# 1924 Excelsior



## UncleFester (Mar 27, 2016)

Got the trusty 24 Excelsior finished up this weekend... for some fun with it's former owner...and master vintage cycle restorer, bar non! Dave Stromberger, as always fantastic photography Dave! The Bernie "Birdy" mascot has perched on that fender ever since Calvin Coolidge beat Robert M. La Follette..... This is s stunning tribute to American bicycle manufacturing. A bike named after a poem....by Henry W. Longfellow


----------



## frankster41 (Mar 28, 2016)

Great looking bike!!


----------



## locomotion (Mar 28, 2016)

very nice original paint


----------



## chitown (Mar 28, 2016)

She's a BEAUT! Great pics as you said. It really is a special bike!

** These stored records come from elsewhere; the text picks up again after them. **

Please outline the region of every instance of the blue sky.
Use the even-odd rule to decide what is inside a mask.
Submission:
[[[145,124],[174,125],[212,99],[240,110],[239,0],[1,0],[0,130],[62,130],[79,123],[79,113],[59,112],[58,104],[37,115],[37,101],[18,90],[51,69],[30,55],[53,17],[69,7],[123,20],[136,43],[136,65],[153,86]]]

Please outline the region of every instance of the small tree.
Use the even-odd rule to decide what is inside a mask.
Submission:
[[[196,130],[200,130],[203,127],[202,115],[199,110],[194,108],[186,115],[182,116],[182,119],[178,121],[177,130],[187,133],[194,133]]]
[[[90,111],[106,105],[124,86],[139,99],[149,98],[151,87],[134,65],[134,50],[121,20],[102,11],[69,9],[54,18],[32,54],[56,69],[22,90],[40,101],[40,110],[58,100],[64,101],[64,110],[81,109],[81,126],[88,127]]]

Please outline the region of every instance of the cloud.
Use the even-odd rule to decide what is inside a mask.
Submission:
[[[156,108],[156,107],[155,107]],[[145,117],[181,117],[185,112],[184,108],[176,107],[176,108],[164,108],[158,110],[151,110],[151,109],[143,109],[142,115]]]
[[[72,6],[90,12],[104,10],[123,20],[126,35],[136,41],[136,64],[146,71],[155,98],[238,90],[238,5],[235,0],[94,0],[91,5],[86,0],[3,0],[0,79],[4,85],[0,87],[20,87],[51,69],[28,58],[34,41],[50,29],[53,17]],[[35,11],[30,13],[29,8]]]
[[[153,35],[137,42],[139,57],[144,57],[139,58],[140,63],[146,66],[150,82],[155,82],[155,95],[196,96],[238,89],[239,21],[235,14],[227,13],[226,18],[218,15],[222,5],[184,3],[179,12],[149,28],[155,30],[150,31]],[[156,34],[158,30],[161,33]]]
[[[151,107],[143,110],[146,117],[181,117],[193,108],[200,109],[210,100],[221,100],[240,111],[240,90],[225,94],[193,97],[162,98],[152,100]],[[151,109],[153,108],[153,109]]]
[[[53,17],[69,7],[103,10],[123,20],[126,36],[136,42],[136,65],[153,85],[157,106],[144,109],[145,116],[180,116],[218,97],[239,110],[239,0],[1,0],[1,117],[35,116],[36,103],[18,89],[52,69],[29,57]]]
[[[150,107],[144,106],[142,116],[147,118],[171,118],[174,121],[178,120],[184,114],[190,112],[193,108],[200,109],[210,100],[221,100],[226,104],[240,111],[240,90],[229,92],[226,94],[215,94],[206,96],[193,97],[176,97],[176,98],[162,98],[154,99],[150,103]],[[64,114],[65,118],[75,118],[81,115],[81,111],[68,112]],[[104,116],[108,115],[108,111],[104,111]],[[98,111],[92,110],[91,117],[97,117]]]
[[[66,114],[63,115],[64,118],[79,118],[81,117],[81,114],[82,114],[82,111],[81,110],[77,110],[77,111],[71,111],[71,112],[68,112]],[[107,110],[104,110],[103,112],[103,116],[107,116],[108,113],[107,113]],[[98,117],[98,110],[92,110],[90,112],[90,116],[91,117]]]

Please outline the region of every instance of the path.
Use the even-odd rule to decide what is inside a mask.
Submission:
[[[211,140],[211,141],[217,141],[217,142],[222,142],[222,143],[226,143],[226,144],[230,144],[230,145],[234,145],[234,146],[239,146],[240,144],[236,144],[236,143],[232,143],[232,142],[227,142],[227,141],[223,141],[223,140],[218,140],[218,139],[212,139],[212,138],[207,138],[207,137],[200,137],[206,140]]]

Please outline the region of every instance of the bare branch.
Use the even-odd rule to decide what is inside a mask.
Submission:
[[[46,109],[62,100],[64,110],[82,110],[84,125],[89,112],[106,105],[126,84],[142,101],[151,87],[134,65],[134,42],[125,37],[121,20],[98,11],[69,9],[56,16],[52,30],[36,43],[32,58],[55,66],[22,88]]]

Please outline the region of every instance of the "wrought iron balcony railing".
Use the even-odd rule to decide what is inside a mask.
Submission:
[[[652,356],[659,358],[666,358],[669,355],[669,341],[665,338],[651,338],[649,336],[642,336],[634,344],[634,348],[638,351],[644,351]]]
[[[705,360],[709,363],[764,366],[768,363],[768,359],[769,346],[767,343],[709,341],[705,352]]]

Question, is some of the paint restored? Looks like the rims are recent but not sure. Also the fenders look like it could be retouched??? Either way, it's my kind of resto. I think a good bike restoration should be done (if possible and enough original paint and plating is there) like a dutch masterpiece that is taken to an artisan restorer that works at the finest museum who does his homework and respects the canvas.


----------



## UncleFester (Mar 28, 2016)

Light, touch up on fenders yes good eye resto work is done by the Rembradt of vintage bicycle restoration...Dave Stromberger's fine work.


----------



## bricycle (Mar 28, 2016)

I dig it the most!!!


----------



## catfish (Mar 28, 2016)

That is a beautiful bike!


----------



## mike j (Mar 29, 2016)

Patina perfecto !


----------



## Dave K (Mar 29, 2016)

Fantastic!!!!!  Thanks for posting.


----------



## UncleFester (Apr 7, 2016)

Thanks all, I am going to post it in the sale section this weekend! Cheers, Fester....it means to rot...


----------



## Robertriley (Apr 7, 2016)

*I LOVE IT!*


----------



## bikewhorder (Apr 8, 2016)

That is an incredible example Bravo !


----------



## UncleFester (Apr 8, 2016)

Thanks...bike is for sale....


----------